Dans ce contexte, se développent paniques identitaires et réflexes xénophobes au bénéfice des mouvements racistes et d’une extrême droite renaissante. S’il importe de répliquer à leur menace sur le terrain démocratique, par la mobilisation la plus unitaire et la plus large, il importe tout autant d’aller à la racine du mal, autrement dit de comprendre qu’il n’est pas de réponse efficace et durable à la peste brune sans réponse aux plaies sociales du chômage et de l’exclusion qui constituent à nouveau son terreau.
Défis majeurs
Ainsi, l’avenir est lourd de défis majeurs. Le comprendre, admettre que nous nous y engageons à partir de rapports de forces défavorables, ne signifie ni découragement ni démission. Au contraire. Au seuil d’un combat acharné et de longue durée, mieux vaut avoir lucidement conscience des handicaps et des dangers.
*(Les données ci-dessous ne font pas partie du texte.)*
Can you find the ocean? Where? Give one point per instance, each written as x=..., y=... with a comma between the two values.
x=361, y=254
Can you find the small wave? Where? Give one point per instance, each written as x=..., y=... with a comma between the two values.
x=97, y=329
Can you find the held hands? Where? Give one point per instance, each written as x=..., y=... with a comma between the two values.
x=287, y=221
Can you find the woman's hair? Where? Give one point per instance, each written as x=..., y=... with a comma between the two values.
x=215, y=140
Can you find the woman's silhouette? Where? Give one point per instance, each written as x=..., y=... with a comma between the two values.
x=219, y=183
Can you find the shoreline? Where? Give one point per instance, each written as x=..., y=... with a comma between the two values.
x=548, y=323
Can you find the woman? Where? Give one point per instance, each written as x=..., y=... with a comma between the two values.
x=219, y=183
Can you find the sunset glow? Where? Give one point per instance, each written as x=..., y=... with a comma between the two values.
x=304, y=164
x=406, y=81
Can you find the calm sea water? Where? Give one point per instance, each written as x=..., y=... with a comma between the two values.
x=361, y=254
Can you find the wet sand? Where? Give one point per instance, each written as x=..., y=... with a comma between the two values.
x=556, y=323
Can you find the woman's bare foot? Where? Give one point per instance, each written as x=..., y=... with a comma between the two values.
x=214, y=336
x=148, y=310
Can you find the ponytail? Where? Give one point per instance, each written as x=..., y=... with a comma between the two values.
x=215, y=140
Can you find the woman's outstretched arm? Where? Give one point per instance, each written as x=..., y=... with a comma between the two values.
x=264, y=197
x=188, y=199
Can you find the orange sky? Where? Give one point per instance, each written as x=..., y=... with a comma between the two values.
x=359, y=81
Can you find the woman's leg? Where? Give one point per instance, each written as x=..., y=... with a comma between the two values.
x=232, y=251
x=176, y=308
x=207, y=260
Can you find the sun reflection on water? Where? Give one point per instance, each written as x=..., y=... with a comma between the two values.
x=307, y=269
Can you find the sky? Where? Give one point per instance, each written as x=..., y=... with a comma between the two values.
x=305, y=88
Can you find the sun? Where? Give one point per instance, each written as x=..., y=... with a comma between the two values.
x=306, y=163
En effet, les principaux symptômes de la crise actuelle, qu’il s’agisse du chômage et du sous-emploi massifs, impliquent un réquisitoire sans appel contre le règne du capital. Un monde qui réduit tout rapport entre les êtres humains à un échange abstrait de temps de travail ne saurait répondre au premier des droits de l’homme qu’est le droit à l’existence, ni respecter le rapport écologique entre la société humaine et ses fondements naturels. La crise économique, la crise de représentation politique, la crise écologique largement répercutée par le sommet de Rio s’annoncent ainsi comme les indices d’une crise globale de civilisation. Les piliers de l’ordre établi depuis la fin de la Seconde Guerre mondiale (bureaucratie soviétique, hégémonie mondiale américaine, amortisseurs de l’État providence) se sont effondrés ou sont sérieusement ébranlés. La magie des potions libérales n’opère plus. Les cautères sociaux-démocrates ne font plus illusion.
Il y a urgence à organiser la résistance et à apporter des réponses. Pourtant, la réorganisation du mouvement social, hypothéquée par les tragédies de ce siècle, est une tâche de longue haleine qui réclame accumulation d’expériences nouvelles, renouvellement des générations, transmission d’une mémoire. Il faudrait avoir tout son temps, mais le temps est compté. La contradiction serait insurmontable si nous n’avions appris que le temps historique n’est pas homogène et vide, qu’il est des événements et des accélérations où les journées valent des années et les années des siècles.